M. Éric Doligé. - Les collectivités locales ont en effet perdu de leur indépendance au fil du temps. Les budgets ont été de plus en plus gérés par l'État, puisque c'est lui qui capte quasiment toutes les recettes et les redistribue - et il peut changer les règles quand il veut, ce qui accroît la dépendance. Pour ma part, je suis favorable à un maximum d'autonomie fiscale, et je m'inquiète de voir la perte de liberté des présidents de département et des maires. Dès lors qu'on a fixé aux collectivités territoriales des règles budgétaires assez strictes, je ne vois pas pourquoi on continue à vouloir les encadrer encore plus ! Cela explique peut-être les difficultés que nous observons dans leurs relations avec l'État. Elles se sentent ponctionnées toujours un peu plus, alors que nous savons tous que les déficits budgétaires ne se trouvent pas à leur niveau, puisqu'elles sont contraintes d'avoir un budget totalement équilibré en matière de fonctionnement et ne peuvent emprunter que pour l'investissement. De plus, les chambres régionales des comptes sont assez attentives dans leurs contrôles et, lorsqu'elles publient leurs analyses dans les médias, l'efficacité est redoutable - beaucoup plus que lorsque le HCFP rend un avis, ou même quand la Cour des comptes publie un rapport ...

Le montant de la dette sociale ne représente que 5 % environ de celui de la dette de l'État. On pourrait donc promouvoir une vision globale. Dans les périodes difficiles, on voit bien que, pour régler un certain nombre de problèmes de santé, il faut augmenter les déficits des comptes sociaux avant d'avoir pu faire des économies, ou même d'avoir trouvé des sources d'économies. C'est un choix national, qui impose au budget social d'augmenter son déficit. Il est donc toujours bon d'avoir l'oeil sur les deux dettes, car les deux budgets sont extrêmement importants. La dette sociale a atteint un niveau important. Si elle était noyée dans une dette globale, il serait plus difficile de prendre la mesure du déficit social. Or, celui-ci avait presque disparu, et il refait son apparition, sans doute pour un certain temps. Il est bon d'avoir deux analyses. De toute façon, les deux dettes sont regroupées au plan européen.

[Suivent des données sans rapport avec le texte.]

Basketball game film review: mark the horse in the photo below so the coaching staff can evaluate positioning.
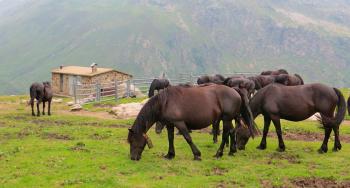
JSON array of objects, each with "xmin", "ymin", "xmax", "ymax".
[
  {"xmin": 223, "ymin": 76, "xmax": 255, "ymax": 99},
  {"xmin": 260, "ymin": 69, "xmax": 288, "ymax": 75},
  {"xmin": 348, "ymin": 96, "xmax": 350, "ymax": 115},
  {"xmin": 236, "ymin": 83, "xmax": 346, "ymax": 153},
  {"xmin": 128, "ymin": 84, "xmax": 256, "ymax": 160},
  {"xmin": 275, "ymin": 74, "xmax": 304, "ymax": 86},
  {"xmin": 29, "ymin": 82, "xmax": 52, "ymax": 116},
  {"xmin": 148, "ymin": 78, "xmax": 170, "ymax": 97},
  {"xmin": 247, "ymin": 75, "xmax": 277, "ymax": 90},
  {"xmin": 197, "ymin": 74, "xmax": 225, "ymax": 85}
]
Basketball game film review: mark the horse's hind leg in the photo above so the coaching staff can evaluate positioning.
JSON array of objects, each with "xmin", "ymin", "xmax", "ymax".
[
  {"xmin": 47, "ymin": 100, "xmax": 51, "ymax": 116},
  {"xmin": 333, "ymin": 126, "xmax": 341, "ymax": 151},
  {"xmin": 272, "ymin": 118, "xmax": 286, "ymax": 152},
  {"xmin": 214, "ymin": 120, "xmax": 234, "ymax": 158},
  {"xmin": 36, "ymin": 100, "xmax": 40, "ymax": 116},
  {"xmin": 318, "ymin": 126, "xmax": 332, "ymax": 153},
  {"xmin": 30, "ymin": 98, "xmax": 35, "ymax": 116},
  {"xmin": 164, "ymin": 125, "xmax": 175, "ymax": 159},
  {"xmin": 257, "ymin": 115, "xmax": 271, "ymax": 150},
  {"xmin": 43, "ymin": 101, "xmax": 45, "ymax": 115},
  {"xmin": 174, "ymin": 122, "xmax": 201, "ymax": 160}
]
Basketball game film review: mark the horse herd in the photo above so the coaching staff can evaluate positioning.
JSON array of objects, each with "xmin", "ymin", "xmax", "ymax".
[{"xmin": 128, "ymin": 69, "xmax": 350, "ymax": 160}]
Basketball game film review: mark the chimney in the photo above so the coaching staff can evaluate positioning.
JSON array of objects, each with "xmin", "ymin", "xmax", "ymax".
[{"xmin": 90, "ymin": 63, "xmax": 97, "ymax": 73}]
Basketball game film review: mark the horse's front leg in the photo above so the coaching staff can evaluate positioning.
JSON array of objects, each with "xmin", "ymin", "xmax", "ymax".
[
  {"xmin": 272, "ymin": 118, "xmax": 286, "ymax": 152},
  {"xmin": 164, "ymin": 125, "xmax": 175, "ymax": 159},
  {"xmin": 43, "ymin": 101, "xmax": 45, "ymax": 115},
  {"xmin": 36, "ymin": 99, "xmax": 41, "ymax": 116},
  {"xmin": 214, "ymin": 120, "xmax": 234, "ymax": 158},
  {"xmin": 47, "ymin": 99, "xmax": 51, "ymax": 116},
  {"xmin": 174, "ymin": 122, "xmax": 201, "ymax": 160},
  {"xmin": 257, "ymin": 115, "xmax": 271, "ymax": 150}
]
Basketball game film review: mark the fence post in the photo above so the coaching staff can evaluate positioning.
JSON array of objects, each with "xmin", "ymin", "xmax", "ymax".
[
  {"xmin": 73, "ymin": 79, "xmax": 78, "ymax": 104},
  {"xmin": 114, "ymin": 80, "xmax": 118, "ymax": 101},
  {"xmin": 96, "ymin": 82, "xmax": 101, "ymax": 102},
  {"xmin": 126, "ymin": 80, "xmax": 130, "ymax": 97}
]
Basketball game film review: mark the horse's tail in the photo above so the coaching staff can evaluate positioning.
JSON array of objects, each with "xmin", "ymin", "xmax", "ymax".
[
  {"xmin": 148, "ymin": 79, "xmax": 157, "ymax": 98},
  {"xmin": 235, "ymin": 89, "xmax": 259, "ymax": 138},
  {"xmin": 294, "ymin": 74, "xmax": 304, "ymax": 85},
  {"xmin": 321, "ymin": 88, "xmax": 346, "ymax": 127},
  {"xmin": 348, "ymin": 97, "xmax": 350, "ymax": 115}
]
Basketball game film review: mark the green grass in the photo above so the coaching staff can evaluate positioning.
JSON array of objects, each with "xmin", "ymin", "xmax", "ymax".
[{"xmin": 0, "ymin": 97, "xmax": 350, "ymax": 187}]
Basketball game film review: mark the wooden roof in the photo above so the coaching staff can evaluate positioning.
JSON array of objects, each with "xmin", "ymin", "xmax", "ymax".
[{"xmin": 52, "ymin": 66, "xmax": 132, "ymax": 76}]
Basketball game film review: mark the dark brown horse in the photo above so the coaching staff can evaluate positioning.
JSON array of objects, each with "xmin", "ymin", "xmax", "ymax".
[
  {"xmin": 29, "ymin": 82, "xmax": 52, "ymax": 116},
  {"xmin": 197, "ymin": 74, "xmax": 225, "ymax": 85},
  {"xmin": 260, "ymin": 69, "xmax": 288, "ymax": 75},
  {"xmin": 247, "ymin": 75, "xmax": 277, "ymax": 90},
  {"xmin": 148, "ymin": 78, "xmax": 170, "ymax": 97},
  {"xmin": 275, "ymin": 74, "xmax": 304, "ymax": 86},
  {"xmin": 128, "ymin": 84, "xmax": 255, "ymax": 160},
  {"xmin": 237, "ymin": 83, "xmax": 346, "ymax": 153},
  {"xmin": 223, "ymin": 76, "xmax": 255, "ymax": 99}
]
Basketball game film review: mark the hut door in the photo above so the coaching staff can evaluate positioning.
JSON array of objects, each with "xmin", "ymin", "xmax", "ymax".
[{"xmin": 60, "ymin": 74, "xmax": 63, "ymax": 92}]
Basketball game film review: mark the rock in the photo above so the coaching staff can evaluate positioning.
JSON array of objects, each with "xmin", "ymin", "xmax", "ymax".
[
  {"xmin": 70, "ymin": 104, "xmax": 83, "ymax": 112},
  {"xmin": 52, "ymin": 99, "xmax": 63, "ymax": 103}
]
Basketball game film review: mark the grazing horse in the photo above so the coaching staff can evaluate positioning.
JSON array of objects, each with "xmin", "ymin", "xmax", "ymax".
[
  {"xmin": 348, "ymin": 96, "xmax": 350, "ymax": 115},
  {"xmin": 148, "ymin": 79, "xmax": 170, "ymax": 97},
  {"xmin": 237, "ymin": 83, "xmax": 346, "ymax": 153},
  {"xmin": 128, "ymin": 84, "xmax": 256, "ymax": 160},
  {"xmin": 223, "ymin": 77, "xmax": 255, "ymax": 99},
  {"xmin": 248, "ymin": 75, "xmax": 277, "ymax": 90},
  {"xmin": 275, "ymin": 74, "xmax": 304, "ymax": 86},
  {"xmin": 29, "ymin": 82, "xmax": 52, "ymax": 116},
  {"xmin": 197, "ymin": 74, "xmax": 225, "ymax": 85},
  {"xmin": 260, "ymin": 69, "xmax": 288, "ymax": 75}
]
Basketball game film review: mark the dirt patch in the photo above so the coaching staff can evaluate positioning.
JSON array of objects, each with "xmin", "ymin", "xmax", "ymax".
[
  {"xmin": 268, "ymin": 131, "xmax": 350, "ymax": 142},
  {"xmin": 267, "ymin": 152, "xmax": 300, "ymax": 164},
  {"xmin": 69, "ymin": 142, "xmax": 90, "ymax": 152},
  {"xmin": 205, "ymin": 167, "xmax": 228, "ymax": 176},
  {"xmin": 41, "ymin": 133, "xmax": 74, "ymax": 140},
  {"xmin": 291, "ymin": 177, "xmax": 350, "ymax": 188}
]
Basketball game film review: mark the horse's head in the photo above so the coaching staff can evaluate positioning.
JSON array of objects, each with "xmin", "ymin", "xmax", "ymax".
[
  {"xmin": 128, "ymin": 129, "xmax": 153, "ymax": 161},
  {"xmin": 236, "ymin": 121, "xmax": 251, "ymax": 150}
]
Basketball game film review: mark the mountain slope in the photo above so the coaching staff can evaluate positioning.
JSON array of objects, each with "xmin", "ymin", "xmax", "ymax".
[{"xmin": 0, "ymin": 0, "xmax": 350, "ymax": 94}]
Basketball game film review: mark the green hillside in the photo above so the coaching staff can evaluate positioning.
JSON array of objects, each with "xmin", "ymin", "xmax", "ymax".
[{"xmin": 0, "ymin": 0, "xmax": 350, "ymax": 94}]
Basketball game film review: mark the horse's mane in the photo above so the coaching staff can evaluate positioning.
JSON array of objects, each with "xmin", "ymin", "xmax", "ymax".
[
  {"xmin": 294, "ymin": 74, "xmax": 304, "ymax": 85},
  {"xmin": 128, "ymin": 92, "xmax": 162, "ymax": 139}
]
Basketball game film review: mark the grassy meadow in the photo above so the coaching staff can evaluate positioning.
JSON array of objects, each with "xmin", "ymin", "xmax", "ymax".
[{"xmin": 0, "ymin": 91, "xmax": 350, "ymax": 187}]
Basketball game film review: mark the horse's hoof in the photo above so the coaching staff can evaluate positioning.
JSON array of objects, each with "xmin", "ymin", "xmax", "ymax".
[
  {"xmin": 256, "ymin": 145, "xmax": 266, "ymax": 150},
  {"xmin": 164, "ymin": 153, "xmax": 175, "ymax": 160},
  {"xmin": 193, "ymin": 156, "xmax": 202, "ymax": 161},
  {"xmin": 214, "ymin": 152, "xmax": 224, "ymax": 159},
  {"xmin": 318, "ymin": 148, "xmax": 328, "ymax": 154}
]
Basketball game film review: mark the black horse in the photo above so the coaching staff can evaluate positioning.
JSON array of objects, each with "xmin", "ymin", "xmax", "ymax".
[
  {"xmin": 237, "ymin": 83, "xmax": 346, "ymax": 153},
  {"xmin": 223, "ymin": 76, "xmax": 255, "ymax": 99},
  {"xmin": 260, "ymin": 69, "xmax": 288, "ymax": 75},
  {"xmin": 128, "ymin": 84, "xmax": 256, "ymax": 160},
  {"xmin": 148, "ymin": 78, "xmax": 170, "ymax": 97},
  {"xmin": 29, "ymin": 82, "xmax": 52, "ymax": 116},
  {"xmin": 197, "ymin": 74, "xmax": 225, "ymax": 85},
  {"xmin": 275, "ymin": 74, "xmax": 304, "ymax": 86}
]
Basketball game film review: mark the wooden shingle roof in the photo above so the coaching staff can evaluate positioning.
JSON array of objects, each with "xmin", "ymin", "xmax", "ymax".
[{"xmin": 52, "ymin": 66, "xmax": 132, "ymax": 76}]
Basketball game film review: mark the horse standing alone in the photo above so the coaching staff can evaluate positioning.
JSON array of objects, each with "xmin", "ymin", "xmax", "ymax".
[
  {"xmin": 29, "ymin": 82, "xmax": 52, "ymax": 116},
  {"xmin": 128, "ymin": 84, "xmax": 255, "ymax": 160}
]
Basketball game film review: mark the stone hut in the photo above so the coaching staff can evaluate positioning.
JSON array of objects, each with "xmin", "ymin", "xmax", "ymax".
[{"xmin": 52, "ymin": 63, "xmax": 132, "ymax": 96}]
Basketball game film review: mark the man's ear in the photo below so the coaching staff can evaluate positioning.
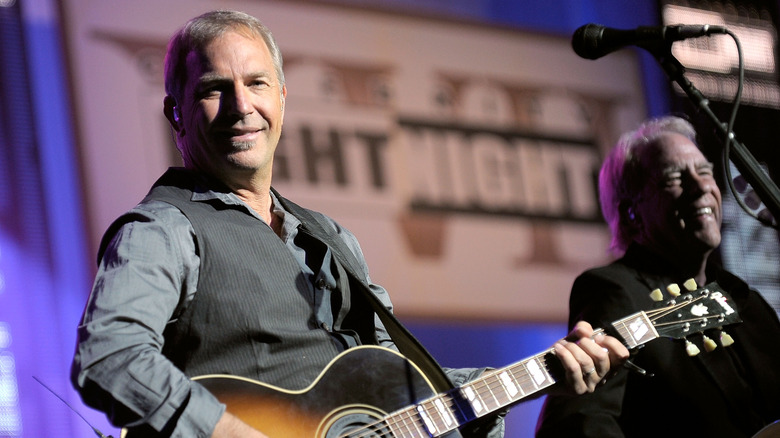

Oui, le HCFP est mal connu du grand public. Il est vrai que, pour lire ses avis, il faut être déjà rompu aux concepts des finances publiques et de l'économie. Déjà, la lecture des rapports de la Cour des comptes n'est pas toujours aisée. Heureusement, les médias en font la vulgarisation, au moins sur quelques points particuliers - ce qui n'a guère d'effet en général, mais nos concitoyens sont ainsi un peu au courant ! Le HCFP, comme tous les organismes, gagnerait à plus de transparence dans la rédaction de ses documents, de manière à les rendre plus intelligibles. Faut-il davantage de moyens humains ? À ce stade, je ne peux pas en juger. Si l'on demande plus au HCFP, peut-être faudra-t-il accroître ses effectifs. Pour l'heure, ses compétences sont étroitement limitées. Faut-il les élargir ? Il faut en tous cas que ses avis soient vraiment pris en considération. À lui de prendre davantage d'autorité. La plus grande ouverture qui se manifeste dans le choix de ses membres, avec la nomination de responsables issus du secteur privé, aidera peut-être à ce que ses recommandations pèsent, ce qui réduira les marges d'erreur ou d'incertitude du Gouvernement lorsqu'il élabore ses budgets. Cela dit, pour avoir auditionné avec vous, monsieur le président, et avec vos prédécesseurs, un certain nombre de ministres des finances, je sais bien que ceux-ci ont les moyens de faire évoluer leurs trajectoires au fil de l'exécution des budgets.

M. Vincent Éblé, président. - La nomination d'Éric Doligé relève de la capacité d'appréciation du Président Larcher. Le fait que nous ayons organisé cette audition conjointe ne nous donne pas le pouvoir de censurer ses choix. Il n'y aura donc pas de vote, contrairement aux auditions pour application de l'article 13 de la Constitution. Je vous remercie.

La réunion est close à 14 h 15.

Ce point de l'ordre du jour a fait l'objet d'une captation vidéo qui est disponible en ligne sur le site du Sénat.